Don’t routinely perform PSA testing for prostate cancer screening in men with no symptoms of the disease.

• Since PSA levels in the blood have been linked with prostate cancer, many doctors have used repeated PSA tests in the hope of finding “early” prostate cancer in men with no symptoms of the disease. Unfortunately, research, including randomized clinical trials, does not suggest that screening for prostate cancer with PSA testing leads to improves overall survival of these patients, compared to those who did not undergo PSA testing. Unfortunately, randomized trials did not include sufficient African American males, nor men with a positive family history of prostate cancer, so no statement can be made about these groups.
•  Most men are unlikely to benefit from PSA screening as their probability of dying from other medical conditions is greater than the chance of dying from asymptomatic prostate cancer. This is especially applicable to men who already have underlying medical conditions and men who are 70 years of age or older.
• Harms associated with PSA screening include false-positive results, the need for further testing including invasive biopsies, and overdiagnosis of prostate cancer that would otherwise never have caused symptoms or complications.

The original Choosing Wisely Statement #10 recommended against using a targeted therapy intended for use against a specific genetic aberration unless a patient’s tumor cells have a specific biomarker that predicts an effective response to the targeted therapy. While this statement continues to hold true, it is also currently being incorporated into a forthcoming ASCO Choosing Wisely 2021, which will update the currency and provide further context for this recommendation.
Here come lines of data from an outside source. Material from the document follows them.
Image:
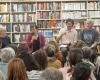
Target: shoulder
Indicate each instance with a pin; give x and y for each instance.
(34, 74)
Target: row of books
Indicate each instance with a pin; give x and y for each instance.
(50, 24)
(49, 6)
(23, 7)
(6, 26)
(5, 7)
(21, 28)
(19, 37)
(74, 15)
(5, 18)
(23, 17)
(48, 15)
(94, 14)
(74, 6)
(22, 37)
(94, 5)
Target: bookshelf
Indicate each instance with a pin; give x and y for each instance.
(18, 15)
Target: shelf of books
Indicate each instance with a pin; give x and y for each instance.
(50, 15)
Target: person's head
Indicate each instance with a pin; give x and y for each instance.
(50, 51)
(69, 23)
(0, 43)
(2, 77)
(89, 23)
(13, 46)
(97, 64)
(54, 45)
(75, 56)
(86, 52)
(2, 32)
(81, 71)
(80, 44)
(51, 74)
(7, 54)
(22, 48)
(41, 58)
(34, 29)
(16, 70)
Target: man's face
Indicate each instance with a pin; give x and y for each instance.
(69, 25)
(89, 24)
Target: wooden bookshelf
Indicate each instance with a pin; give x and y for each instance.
(49, 15)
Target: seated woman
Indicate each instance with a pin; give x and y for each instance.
(35, 40)
(52, 61)
(17, 70)
(6, 54)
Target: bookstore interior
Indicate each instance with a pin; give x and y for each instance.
(49, 15)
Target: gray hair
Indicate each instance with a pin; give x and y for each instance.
(7, 54)
(51, 74)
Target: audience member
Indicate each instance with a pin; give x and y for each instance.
(52, 61)
(26, 57)
(51, 74)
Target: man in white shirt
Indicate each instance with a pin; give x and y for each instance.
(68, 34)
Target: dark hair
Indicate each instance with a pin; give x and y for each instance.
(50, 51)
(51, 74)
(13, 46)
(81, 71)
(70, 20)
(86, 52)
(17, 70)
(75, 56)
(41, 58)
(22, 48)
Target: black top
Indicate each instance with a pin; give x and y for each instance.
(5, 41)
(36, 44)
• Unlike chemotherapy, targeted therapy can significantly benefit people with cancer because it can target specific gene products, i.e., proteins that cancer cells use to grow and spread, while causing little or no harm to healthy cells. Patients who are most likely to benefit from targeted therapy are those who have a specific biomarker in their tumor cells that indicates the presence or absence of a specific gene alteration that makes the tumor cells susceptible to the targeted agent.
• Compared to chemotherapy, the cost of targeted therapy is generally higher, as these treatments are newer, more expensive to produce and under patent protection. In addition, like all anti-cancer therapies, there are risks to using targeted agents when there is no evidence to support their use because of the potential for serious side effects or reduced efficacy compared with other treatment options.